Now we can leverage a training dataset \mathcal{D}_{RS} and the seen translator T_{RD} in the following way. We can use a pair \left(x^{(R)},\hat{x}^{(S)}\right)\in\mathcal{D}_{RS} and obtain a pseudo-depth image as \hat{x}^{(D)}=T_{RD}\left(x^{(R)}\right). Now we can create a  pseudo-pair \left(x^{(S)},\hat{x}^{(D)}\right) and use it to train the unseen translator T_{SD}. Similarly we can create pseudo-pairs to train the reverse translation T_{DS}.

Training unseen translations with pseudo-pairs.

The previous figure shows the additional branches added to the original M&MNet framework for the cross-modal translation problem (see previous post for details) to exploit unseen shared-information. We also add a new loss term that enforces aligning the prediction using the corresponding error metrics for segmentation and depth 

L_{PP} = \mathbb{E}_{(x^{(R)},x^{(S)})\sim \mathcal{D}_{RS}}\left[ \mathcal{B}\left(T_{RD}\left(x^{(R)}\right)-T_{SD}\left(x^{(S)}\right) \right) \right] + \mathbb{E}_{(x^{(R)},x^{(D)})\sim \mathcal{D}_{RD}}\left[ \mathcal{CE}\left(T_{RS}\left(x^{(R)}\right),T_{DS}\left(x^{(D)}\right)\right) \right]

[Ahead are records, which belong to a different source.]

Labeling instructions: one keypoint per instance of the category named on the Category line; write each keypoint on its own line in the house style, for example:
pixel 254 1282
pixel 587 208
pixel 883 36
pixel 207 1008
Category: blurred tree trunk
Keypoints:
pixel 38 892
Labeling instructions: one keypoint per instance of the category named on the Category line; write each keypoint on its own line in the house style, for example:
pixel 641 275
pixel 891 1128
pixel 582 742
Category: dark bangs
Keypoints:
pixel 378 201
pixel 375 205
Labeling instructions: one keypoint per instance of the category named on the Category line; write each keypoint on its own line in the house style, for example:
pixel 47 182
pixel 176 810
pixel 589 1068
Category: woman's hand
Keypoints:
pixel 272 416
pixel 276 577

Finally, we observe that the segmentation and depth decoders T_{RS} and T_{RD} are already trained in parallel using the original training pairs. RGB-segmentation pairs are more reliable than pseudo-pairs segmentation (similarly for the other direction).

Examples

We first illustrate the importance of exploiting unseen information between domains with the color opponent scenario. In the following figure we can observe how the original M&MNets can’t recover certain color components and the resulting color is often different from the ground truth. In contrast, using cont. This also increased the recognizability of the resulting image, increasing from 36.5% a 57.5% (evaluated with a classifier trained on the original training images).

Color opponent experiment on flowers (from left to right: input, M&MNets, M&MNets+pseudo-pairs, ground truth)

The next example illustrate how M&MNets can perform zero-pair cross-modal translation from depth to segmentation. Pseudo-pairs help to improve the zero-pair segmentation performance.

Zero-pair depth-to-segmentation

In conclusion, we revisited the mix and match networks framework. In this post we observe that the original framework didn’t exploit unseen shared information, which can be exploited using pseudo-pairs, further improving zero-pair translation.

References

Y. Wang, J. van de Weijer, L. Herranz, “Mix and match networks: encoder-decoder alignment for zero-pair image translation”, Proc. International Conference on Computer Vision and Pattern Recognition (CVPR18), Salt Lake City, Utah, USA, June 2018[supp][arxiv][slides][poster]
Y. Wang, L. Herranz, J. van de Weijer, “Mix and match networks: multi-domain alignment for unpaired image-to-image translation”, International Journal of Computer Vision, vol. 128, no. 12, pp. 2849–2872, Dec. 2020 [arxiv][link].